Several prototypes were known to be developed - these becoming the J-6I, J-6II and J-6III. The J-6I fitted a fixed shock cone onto the intake splitter assembly while the J-6II was similar in scope but its shock cone was adjustable. The J-6III incorporated a fixed radome assembly over the intake splitter plate that was to house an indigenous interception radar.
A two-seat trainer derivative of the J-6 fighter emerged as the "JJ-6". The type introduced a second cockpit (in tandem) with overriding redundant controls in a lengthened fuselage, less some fuel. The three-cannon arrangement was reworked to incorporate just a single fitting for armed gunnery training.

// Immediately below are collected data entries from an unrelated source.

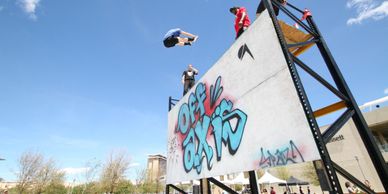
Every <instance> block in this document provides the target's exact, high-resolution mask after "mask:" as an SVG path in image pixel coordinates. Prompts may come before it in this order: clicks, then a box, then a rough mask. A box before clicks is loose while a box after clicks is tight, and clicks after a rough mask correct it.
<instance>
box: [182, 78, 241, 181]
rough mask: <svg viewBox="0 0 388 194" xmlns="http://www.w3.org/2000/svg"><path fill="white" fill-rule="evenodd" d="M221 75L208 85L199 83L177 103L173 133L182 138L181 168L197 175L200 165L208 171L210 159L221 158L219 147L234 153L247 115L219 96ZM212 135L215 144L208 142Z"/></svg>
mask: <svg viewBox="0 0 388 194" xmlns="http://www.w3.org/2000/svg"><path fill="white" fill-rule="evenodd" d="M222 92H223V87H222V86H221V76H219V77H218V78H217V80H216V82H215V84H214V85H211V86H210V87H209V88H208V87H206V84H204V83H198V84H197V86H196V88H195V90H194V91H193V92H192V93H190V95H189V98H188V102H186V103H183V104H182V105H181V106H180V109H179V113H178V121H177V124H176V129H175V133H176V135H178V136H179V137H180V139H181V140H182V141H181V143H180V144H179V145H180V146H181V148H182V151H183V158H182V160H183V167H184V169H185V171H186V172H187V173H188V172H190V171H191V170H193V169H195V171H196V172H197V173H198V174H200V173H201V171H202V168H203V167H202V166H203V164H204V165H206V167H207V169H208V170H209V171H210V170H211V169H212V165H213V161H214V160H217V161H221V160H222V154H223V153H222V146H225V147H227V149H228V152H229V154H231V155H234V154H235V153H236V152H237V151H238V148H239V146H240V143H241V140H242V138H243V134H244V128H245V124H246V122H247V118H248V116H247V115H246V114H245V113H244V112H243V111H241V110H240V109H234V108H233V102H232V101H231V100H230V99H227V98H224V97H222ZM211 136H213V139H214V147H213V146H211V145H209V142H208V141H209V139H210V138H211ZM209 137H210V138H209Z"/></svg>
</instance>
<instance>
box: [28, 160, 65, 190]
mask: <svg viewBox="0 0 388 194" xmlns="http://www.w3.org/2000/svg"><path fill="white" fill-rule="evenodd" d="M64 178H65V173H64V172H62V171H60V169H58V168H57V167H56V164H55V161H54V160H52V159H49V160H47V161H44V162H43V163H42V165H41V166H40V167H39V168H38V171H37V173H36V176H35V178H34V179H33V180H34V190H35V193H38V194H40V193H43V192H44V191H45V190H46V189H47V188H48V187H49V186H52V188H55V187H56V186H59V185H63V183H64Z"/></svg>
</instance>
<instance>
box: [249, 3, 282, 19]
mask: <svg viewBox="0 0 388 194" xmlns="http://www.w3.org/2000/svg"><path fill="white" fill-rule="evenodd" d="M263 1H266V0H261V1H260V3H259V6H258V7H257V10H256V18H258V17H259V16H260V14H261V13H262V12H263V11H264V10H265V6H264V2H263ZM271 1H276V2H278V3H281V4H283V5H286V4H287V1H286V0H271ZM272 7H273V10H274V11H275V14H276V16H278V15H279V8H278V7H277V6H275V5H274V6H272Z"/></svg>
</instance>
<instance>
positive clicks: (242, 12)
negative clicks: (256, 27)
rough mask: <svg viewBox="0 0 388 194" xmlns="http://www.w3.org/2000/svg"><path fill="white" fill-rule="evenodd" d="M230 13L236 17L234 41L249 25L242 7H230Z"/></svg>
mask: <svg viewBox="0 0 388 194" xmlns="http://www.w3.org/2000/svg"><path fill="white" fill-rule="evenodd" d="M229 11H230V13H232V14H234V15H235V16H236V19H235V21H234V29H235V30H236V39H237V38H238V37H239V36H240V35H241V34H242V33H243V32H244V31H245V30H246V29H247V28H248V27H249V25H251V21H250V20H249V17H248V13H247V10H246V9H245V8H244V7H232V8H230V9H229Z"/></svg>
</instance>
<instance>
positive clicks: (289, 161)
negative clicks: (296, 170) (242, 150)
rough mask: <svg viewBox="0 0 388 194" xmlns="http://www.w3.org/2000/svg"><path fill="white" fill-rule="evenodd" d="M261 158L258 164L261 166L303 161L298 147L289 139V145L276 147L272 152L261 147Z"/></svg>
mask: <svg viewBox="0 0 388 194" xmlns="http://www.w3.org/2000/svg"><path fill="white" fill-rule="evenodd" d="M260 150H261V158H260V163H259V166H260V167H262V168H266V167H274V166H283V165H287V164H289V163H292V164H294V163H298V162H304V158H303V155H302V153H301V152H300V150H299V149H298V147H297V146H296V145H295V143H294V142H293V141H292V140H291V141H290V143H289V145H288V146H287V147H286V148H283V149H276V151H275V152H274V153H272V152H270V151H269V150H267V151H266V152H265V151H264V148H261V149H260Z"/></svg>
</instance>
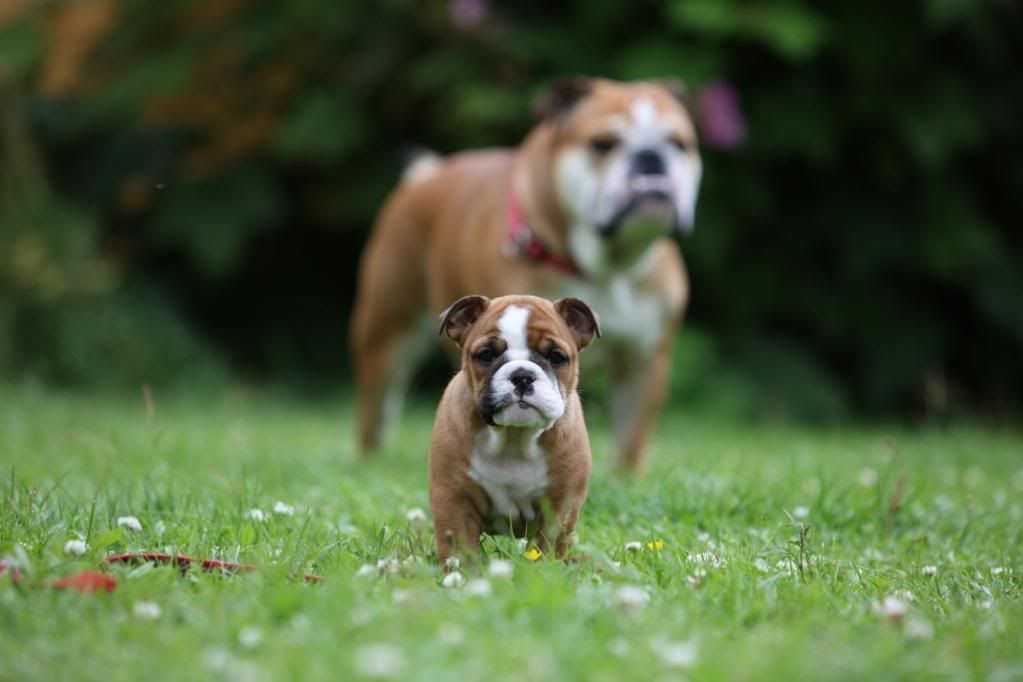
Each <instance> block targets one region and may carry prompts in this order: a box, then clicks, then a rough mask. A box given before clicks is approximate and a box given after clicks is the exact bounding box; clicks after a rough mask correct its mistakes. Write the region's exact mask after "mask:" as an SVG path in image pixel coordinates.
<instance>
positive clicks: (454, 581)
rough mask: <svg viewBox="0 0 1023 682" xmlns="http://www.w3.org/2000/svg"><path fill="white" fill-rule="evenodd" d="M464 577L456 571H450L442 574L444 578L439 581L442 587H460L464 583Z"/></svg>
mask: <svg viewBox="0 0 1023 682" xmlns="http://www.w3.org/2000/svg"><path fill="white" fill-rule="evenodd" d="M464 582H465V579H464V578H463V577H462V575H461V574H460V573H458V572H457V571H452V572H451V573H449V574H448V575H446V576H444V580H442V581H441V585H443V586H444V587H461V586H462V584H464Z"/></svg>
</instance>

The JJ-6 was exported as the "FT-6" to interested parties and local production was also served through the Tianjin concern. The JJ-6 airframe also served as a testbed for an indigenous ejection seat design. Similarly, the Xian BW-1 became a fly-by-wire developmental airframe to test out an indigenous Chinese flight system. The Guizhou concern delivered the J-6A model designation that held capabilities for the launching of a pair of PL-2 IR air-to-air missiles.
Operators of the J-6/F-6 (beyond China) became Albania, Bangladesh, Cambodia, Egypt, Iran, Myanmar, North Korea, North Vietnam, Pakistan, Somalia, Sudan, Tanzania and Vietnam. The F-6 proved acceptable to the budget conscious shopped looking for a modern fighter platform and the Chinese product did not disappoint. Pakistan enjoyed widespread use of the type and fielded it across no fewer than ten squadrons including a training group. Nearly all were retired by 2002 and replaced by the Chengdu F-7 series - the Chinese copy of the Soviet MiG-21 "Fishbed". Albania managed 82 F-6 platforms which was a considerable amount - all these having been retired as of 2005. To date, only Iran, Myanmar and North Korea still operate the F-6 export model.
J-6 fighters in Chinese service were formally removed from frontline service by 2005 with some modified for the miserable post-operational life of target drone. However, many of the two-seat trainer derivatives (over one hundred examples at least) were retained for jet pilot training. However, even these are continuing to see active replacement by the more capable and modern Hongdu JL-8 series.
In all, over 3,000 J-6/F-6 airframes were completed by Shenyang and others.